Jl. Dr.Wahidin Raya No 1 Jakarta 10710
134 ID | EN

Menkeu Bahas Pembiayaan Infrastruktur dan Kerja Sama Perpajakan di New York

New York, 19/04/2016 Kemenkeu – Menteri Keuangan Indonesia Bambang P.S. Brodjonegoro dalam kapasitasnya sebagai Chair of Joint World Bank/IMF Develompent Committee (DC Chair) menyampaikan keynote speech dalam Pembukaan Sidang ECOSOC di Markas Besar PBB New York, Amerika Serikat pada Senin (18/04). Sidang tersebut merupakan bentuk tindak lanjut dari pembahasan Addis Ababa Action Agenda (AAAA) khususnya di bidang pembiayaan pembangunan berkelanjutan.

Dalam kegiatan tersebut, Menkeu menyampaikan pentingnya posisi Asia Pasific untuk mengambil peran dalam mendorong pembiayaan pembangunan berkelanjutan. Lebih lanjut lagi, Menkeu membahas dua area penting yang terkait dengan permasalahan global, yaitu pembiayaan infrastruktur dan kerja sama perpajakan internasional.

“Dalam kesempatan ini, saya ingin membagi pandangan saya mengenai dua hal, yaitu pembiayaan infrastruktur dan kerja sama perpajakan internasional,” kata Menkeu dalam sambutannya.

Menurut Menkeu, pembiayaan infrastruktur menjadi poin penting karena investasi infrastruktur memainkan peran yang signifikan untuk mengurangi kesenjangan ekonomi antarnegara. Selain itu, infrastruktur juga dapat meningkatkan konektivitas, baik dalam bentuk fisik maupun melalui virtual.

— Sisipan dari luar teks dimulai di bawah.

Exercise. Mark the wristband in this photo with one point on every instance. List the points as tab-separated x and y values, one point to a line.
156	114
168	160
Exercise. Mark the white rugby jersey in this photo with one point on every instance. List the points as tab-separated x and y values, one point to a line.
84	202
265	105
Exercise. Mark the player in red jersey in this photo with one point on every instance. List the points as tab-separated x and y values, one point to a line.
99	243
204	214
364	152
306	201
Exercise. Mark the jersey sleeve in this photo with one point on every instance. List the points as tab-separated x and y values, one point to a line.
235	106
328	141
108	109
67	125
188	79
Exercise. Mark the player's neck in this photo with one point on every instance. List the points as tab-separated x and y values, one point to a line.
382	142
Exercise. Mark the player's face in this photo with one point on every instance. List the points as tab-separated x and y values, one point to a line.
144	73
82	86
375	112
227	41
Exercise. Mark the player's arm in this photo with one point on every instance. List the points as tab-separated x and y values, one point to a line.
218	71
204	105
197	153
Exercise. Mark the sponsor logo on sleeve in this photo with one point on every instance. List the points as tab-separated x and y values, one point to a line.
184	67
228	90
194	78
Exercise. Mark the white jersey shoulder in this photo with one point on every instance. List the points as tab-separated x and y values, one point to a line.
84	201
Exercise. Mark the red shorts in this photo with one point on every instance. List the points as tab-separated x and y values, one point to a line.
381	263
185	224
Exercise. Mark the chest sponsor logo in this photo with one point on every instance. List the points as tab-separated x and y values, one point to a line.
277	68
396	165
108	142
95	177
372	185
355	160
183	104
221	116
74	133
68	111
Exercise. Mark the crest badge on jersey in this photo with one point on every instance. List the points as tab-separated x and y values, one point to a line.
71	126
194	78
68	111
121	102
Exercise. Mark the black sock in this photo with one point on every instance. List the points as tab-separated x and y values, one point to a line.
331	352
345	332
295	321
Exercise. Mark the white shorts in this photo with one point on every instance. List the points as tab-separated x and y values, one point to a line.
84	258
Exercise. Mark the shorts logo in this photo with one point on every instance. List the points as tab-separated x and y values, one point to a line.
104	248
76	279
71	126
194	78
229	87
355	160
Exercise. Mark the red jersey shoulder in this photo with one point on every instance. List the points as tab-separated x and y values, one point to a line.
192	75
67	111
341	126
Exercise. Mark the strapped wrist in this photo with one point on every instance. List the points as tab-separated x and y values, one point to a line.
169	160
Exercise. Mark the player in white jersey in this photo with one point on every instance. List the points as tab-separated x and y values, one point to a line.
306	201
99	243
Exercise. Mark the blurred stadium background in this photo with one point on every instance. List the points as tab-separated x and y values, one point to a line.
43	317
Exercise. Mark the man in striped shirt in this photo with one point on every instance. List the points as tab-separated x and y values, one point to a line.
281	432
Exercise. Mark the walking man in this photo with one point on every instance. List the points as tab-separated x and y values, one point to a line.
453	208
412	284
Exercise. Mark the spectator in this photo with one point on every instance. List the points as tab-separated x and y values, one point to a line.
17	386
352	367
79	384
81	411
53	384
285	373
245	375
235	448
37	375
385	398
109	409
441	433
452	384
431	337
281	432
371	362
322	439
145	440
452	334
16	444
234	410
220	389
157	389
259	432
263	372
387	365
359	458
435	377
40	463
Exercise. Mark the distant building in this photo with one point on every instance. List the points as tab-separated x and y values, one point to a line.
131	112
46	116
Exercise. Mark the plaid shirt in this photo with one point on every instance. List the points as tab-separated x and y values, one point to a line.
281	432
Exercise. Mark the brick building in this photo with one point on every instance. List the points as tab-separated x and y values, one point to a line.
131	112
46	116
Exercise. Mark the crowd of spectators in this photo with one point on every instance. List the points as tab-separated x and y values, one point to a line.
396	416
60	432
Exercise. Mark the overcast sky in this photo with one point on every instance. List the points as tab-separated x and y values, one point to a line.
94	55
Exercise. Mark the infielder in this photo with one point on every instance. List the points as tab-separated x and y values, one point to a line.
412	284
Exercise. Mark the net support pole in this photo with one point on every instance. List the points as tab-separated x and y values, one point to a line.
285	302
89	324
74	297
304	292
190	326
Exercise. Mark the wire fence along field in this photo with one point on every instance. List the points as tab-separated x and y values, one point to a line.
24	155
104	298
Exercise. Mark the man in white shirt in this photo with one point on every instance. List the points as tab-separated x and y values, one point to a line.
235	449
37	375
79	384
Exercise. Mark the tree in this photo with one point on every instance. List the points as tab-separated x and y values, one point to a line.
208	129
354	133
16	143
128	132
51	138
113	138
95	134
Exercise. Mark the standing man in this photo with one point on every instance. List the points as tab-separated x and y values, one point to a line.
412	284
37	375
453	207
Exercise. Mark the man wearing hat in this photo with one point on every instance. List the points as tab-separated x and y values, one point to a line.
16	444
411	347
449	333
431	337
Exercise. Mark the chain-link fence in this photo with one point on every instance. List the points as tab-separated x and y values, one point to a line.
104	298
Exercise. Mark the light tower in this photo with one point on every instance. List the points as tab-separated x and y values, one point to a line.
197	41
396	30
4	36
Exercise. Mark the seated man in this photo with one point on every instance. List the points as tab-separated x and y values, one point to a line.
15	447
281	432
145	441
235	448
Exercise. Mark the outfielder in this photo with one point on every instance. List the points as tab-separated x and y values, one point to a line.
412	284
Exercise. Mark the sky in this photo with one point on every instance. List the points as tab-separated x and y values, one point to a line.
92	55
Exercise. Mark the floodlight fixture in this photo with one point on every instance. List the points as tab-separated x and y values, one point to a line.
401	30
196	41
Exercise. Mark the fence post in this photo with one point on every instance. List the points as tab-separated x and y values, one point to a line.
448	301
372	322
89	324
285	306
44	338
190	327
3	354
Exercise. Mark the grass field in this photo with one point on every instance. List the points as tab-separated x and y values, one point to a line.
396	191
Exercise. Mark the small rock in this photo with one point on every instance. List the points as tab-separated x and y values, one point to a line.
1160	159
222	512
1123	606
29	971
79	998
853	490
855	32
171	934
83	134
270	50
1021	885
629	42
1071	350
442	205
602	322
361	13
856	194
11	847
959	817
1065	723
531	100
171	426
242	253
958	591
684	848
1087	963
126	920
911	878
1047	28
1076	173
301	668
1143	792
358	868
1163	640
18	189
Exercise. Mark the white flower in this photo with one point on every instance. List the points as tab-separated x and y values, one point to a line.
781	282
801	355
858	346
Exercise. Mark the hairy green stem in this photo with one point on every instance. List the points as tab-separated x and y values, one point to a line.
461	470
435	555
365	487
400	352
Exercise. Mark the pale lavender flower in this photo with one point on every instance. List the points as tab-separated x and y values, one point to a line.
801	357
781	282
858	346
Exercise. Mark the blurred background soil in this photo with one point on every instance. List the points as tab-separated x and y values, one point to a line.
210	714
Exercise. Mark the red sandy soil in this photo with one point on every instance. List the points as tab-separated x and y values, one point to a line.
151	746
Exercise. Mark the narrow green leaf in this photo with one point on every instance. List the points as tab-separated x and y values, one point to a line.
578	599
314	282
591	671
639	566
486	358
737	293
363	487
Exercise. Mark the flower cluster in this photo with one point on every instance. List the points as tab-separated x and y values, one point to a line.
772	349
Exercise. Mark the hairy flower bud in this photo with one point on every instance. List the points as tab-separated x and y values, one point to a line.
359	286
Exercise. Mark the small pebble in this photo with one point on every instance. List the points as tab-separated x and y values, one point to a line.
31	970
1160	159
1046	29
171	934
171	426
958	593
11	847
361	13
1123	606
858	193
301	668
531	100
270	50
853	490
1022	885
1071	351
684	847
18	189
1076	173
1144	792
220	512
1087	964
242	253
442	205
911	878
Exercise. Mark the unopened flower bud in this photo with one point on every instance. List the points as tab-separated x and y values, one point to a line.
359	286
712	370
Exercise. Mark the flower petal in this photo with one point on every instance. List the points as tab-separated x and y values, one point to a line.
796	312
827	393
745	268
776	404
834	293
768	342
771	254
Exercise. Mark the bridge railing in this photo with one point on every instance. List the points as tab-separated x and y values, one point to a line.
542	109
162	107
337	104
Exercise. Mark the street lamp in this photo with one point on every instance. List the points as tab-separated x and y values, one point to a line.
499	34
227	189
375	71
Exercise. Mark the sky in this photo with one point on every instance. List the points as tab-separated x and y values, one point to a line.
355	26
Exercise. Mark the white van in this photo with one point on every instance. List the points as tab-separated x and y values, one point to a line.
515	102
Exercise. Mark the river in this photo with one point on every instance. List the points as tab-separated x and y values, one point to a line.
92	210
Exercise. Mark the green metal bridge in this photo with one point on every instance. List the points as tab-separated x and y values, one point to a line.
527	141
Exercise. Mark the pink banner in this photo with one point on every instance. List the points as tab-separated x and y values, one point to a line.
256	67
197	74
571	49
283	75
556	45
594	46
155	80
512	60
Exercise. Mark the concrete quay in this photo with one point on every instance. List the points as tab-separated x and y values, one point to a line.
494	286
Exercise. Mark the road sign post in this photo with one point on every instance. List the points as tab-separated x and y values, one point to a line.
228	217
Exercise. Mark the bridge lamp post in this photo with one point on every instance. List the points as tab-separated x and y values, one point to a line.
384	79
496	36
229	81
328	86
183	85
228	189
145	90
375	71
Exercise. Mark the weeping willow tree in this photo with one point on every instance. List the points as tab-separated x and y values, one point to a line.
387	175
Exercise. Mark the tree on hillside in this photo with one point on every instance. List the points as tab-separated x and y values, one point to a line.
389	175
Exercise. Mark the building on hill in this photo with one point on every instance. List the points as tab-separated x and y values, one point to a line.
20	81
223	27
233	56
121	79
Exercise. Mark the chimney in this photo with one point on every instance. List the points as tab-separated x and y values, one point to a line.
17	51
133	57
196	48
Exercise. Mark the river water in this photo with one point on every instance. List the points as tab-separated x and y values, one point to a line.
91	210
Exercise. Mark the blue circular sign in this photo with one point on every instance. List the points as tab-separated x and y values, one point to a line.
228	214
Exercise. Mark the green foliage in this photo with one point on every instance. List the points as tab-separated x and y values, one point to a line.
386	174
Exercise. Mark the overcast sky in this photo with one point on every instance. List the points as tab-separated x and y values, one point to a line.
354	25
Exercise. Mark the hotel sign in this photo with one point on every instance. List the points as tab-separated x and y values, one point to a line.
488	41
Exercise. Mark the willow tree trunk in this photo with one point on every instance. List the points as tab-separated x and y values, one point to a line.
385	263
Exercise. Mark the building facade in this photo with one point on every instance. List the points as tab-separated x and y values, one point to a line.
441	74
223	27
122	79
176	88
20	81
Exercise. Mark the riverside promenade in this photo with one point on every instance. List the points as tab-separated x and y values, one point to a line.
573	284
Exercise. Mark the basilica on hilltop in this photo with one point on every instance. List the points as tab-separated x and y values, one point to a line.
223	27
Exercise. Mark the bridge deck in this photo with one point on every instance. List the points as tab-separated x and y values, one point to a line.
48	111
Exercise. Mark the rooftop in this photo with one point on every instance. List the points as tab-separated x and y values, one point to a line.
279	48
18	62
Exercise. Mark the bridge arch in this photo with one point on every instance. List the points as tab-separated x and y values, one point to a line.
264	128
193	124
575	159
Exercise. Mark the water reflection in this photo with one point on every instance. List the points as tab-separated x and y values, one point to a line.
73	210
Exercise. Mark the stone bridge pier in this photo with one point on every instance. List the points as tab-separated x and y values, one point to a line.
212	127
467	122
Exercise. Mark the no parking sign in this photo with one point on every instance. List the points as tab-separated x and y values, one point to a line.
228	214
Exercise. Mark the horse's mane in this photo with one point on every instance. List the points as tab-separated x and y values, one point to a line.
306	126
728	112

“Yang paling penting tidak hanya terkait konektivitas fisik, tetapi juga konektivitas virtual,” jelas Menkeu.

Area kedua yang dibahas oleh Menkeu adalah terkait masalah perpajakan internasional. Permasalahan perpajakan yang dibahas terutama yang terkait dengan penghindaran pajak, serta tindak pidana pencucian uang. Untuk mengatasi masalah tersebut, Menkeu mendorong negara-negara Asia Pasifik agar mendukung pelaksanaan inisiatif global Base Erosion and Profit Shifting (BEPS) dan Automatic Exchange of Information (AEoI) yang akan dilaksanakan secara penuh pada tahun 2018.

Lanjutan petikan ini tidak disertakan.